# Task 3 : Hypothesis Generation

Below are statistically testable hypotheses derived from the dataset.  
Each hypothesis has:
- **H0 (Null):** No association / no difference
- **H1 (Alternative):** Association exists / difference exists


## Hypothesis Statements

### Hypothesis 1 — Education vs Income
- **H0:** Income category is independent of education level.
- **H1:** Income category depends on education level.

**Why:** Education is commonly linked to earning potential.

---

### Hypothesis 2 — Hours per Week vs Income
- **H0:** Mean hours worked per week is the same for `<=50K` and `>50K`.
- **H1:** Mean hours worked per week differs between `<=50K` and `>50K`.

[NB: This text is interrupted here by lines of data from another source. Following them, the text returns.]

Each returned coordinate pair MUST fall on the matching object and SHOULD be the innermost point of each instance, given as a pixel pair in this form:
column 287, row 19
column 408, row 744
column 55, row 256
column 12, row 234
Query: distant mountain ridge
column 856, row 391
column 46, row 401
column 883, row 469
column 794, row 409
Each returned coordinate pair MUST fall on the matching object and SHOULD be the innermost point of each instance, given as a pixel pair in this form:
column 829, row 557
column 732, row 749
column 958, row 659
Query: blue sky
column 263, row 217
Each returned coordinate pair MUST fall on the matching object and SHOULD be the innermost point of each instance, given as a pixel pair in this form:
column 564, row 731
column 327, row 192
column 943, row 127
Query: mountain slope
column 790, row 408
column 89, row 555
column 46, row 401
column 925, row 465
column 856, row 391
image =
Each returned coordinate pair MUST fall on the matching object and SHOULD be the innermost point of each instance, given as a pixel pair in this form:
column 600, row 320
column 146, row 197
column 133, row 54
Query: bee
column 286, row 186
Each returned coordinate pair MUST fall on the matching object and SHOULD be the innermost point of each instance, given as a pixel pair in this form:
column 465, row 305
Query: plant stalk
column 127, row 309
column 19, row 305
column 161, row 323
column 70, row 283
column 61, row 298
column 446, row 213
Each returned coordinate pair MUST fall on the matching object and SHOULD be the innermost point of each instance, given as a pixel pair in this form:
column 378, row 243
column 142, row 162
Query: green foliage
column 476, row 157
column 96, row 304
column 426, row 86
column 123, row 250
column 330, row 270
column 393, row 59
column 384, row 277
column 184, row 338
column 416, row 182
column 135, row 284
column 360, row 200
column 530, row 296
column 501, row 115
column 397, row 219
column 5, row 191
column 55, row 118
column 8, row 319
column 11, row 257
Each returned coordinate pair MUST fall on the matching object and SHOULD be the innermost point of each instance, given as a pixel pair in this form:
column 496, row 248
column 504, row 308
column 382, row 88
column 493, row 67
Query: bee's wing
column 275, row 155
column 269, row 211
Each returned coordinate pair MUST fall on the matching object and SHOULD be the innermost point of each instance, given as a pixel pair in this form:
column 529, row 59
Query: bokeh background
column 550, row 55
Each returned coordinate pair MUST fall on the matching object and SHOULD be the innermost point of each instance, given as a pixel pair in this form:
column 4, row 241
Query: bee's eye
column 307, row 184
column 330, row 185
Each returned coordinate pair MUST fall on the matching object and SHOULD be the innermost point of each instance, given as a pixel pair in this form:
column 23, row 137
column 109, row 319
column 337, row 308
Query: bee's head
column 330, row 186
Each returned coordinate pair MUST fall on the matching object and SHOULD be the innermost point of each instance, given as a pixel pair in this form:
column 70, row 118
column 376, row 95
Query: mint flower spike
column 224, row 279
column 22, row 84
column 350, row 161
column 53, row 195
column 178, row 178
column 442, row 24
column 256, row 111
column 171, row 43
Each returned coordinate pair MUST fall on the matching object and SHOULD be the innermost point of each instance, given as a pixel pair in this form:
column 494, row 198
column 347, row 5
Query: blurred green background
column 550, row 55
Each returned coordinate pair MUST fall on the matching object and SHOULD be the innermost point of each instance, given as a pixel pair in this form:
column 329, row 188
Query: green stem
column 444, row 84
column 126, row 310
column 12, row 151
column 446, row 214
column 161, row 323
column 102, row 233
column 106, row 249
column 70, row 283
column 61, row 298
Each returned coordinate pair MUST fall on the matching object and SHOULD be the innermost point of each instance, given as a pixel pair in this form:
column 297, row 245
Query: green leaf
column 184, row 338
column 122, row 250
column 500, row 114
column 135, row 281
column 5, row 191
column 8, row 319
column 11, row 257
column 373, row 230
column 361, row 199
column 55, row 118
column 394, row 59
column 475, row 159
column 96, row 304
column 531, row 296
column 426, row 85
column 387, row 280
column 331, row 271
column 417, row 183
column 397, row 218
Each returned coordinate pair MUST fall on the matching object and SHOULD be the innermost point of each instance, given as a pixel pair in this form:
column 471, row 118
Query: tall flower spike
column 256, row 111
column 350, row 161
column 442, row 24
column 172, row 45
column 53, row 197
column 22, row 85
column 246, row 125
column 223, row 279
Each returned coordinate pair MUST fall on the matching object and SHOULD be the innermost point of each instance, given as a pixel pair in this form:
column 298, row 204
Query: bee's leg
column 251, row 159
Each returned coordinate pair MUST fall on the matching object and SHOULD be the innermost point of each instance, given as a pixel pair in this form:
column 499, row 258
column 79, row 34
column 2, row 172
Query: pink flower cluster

**Why:** Higher earning jobs may involve longer work hours.

---

### Hypothesis 3 — Sex vs Income
- **H0:** Income category is independent of sex.
- **H1:** Income category depends on sex.

**Why:** Income differences across gender groups may exist.

---

### Hypothesis 4 — Workclass vs Income
- **H0:** Income category is independent of workclass.
- **H1:** Income category depends on workclass.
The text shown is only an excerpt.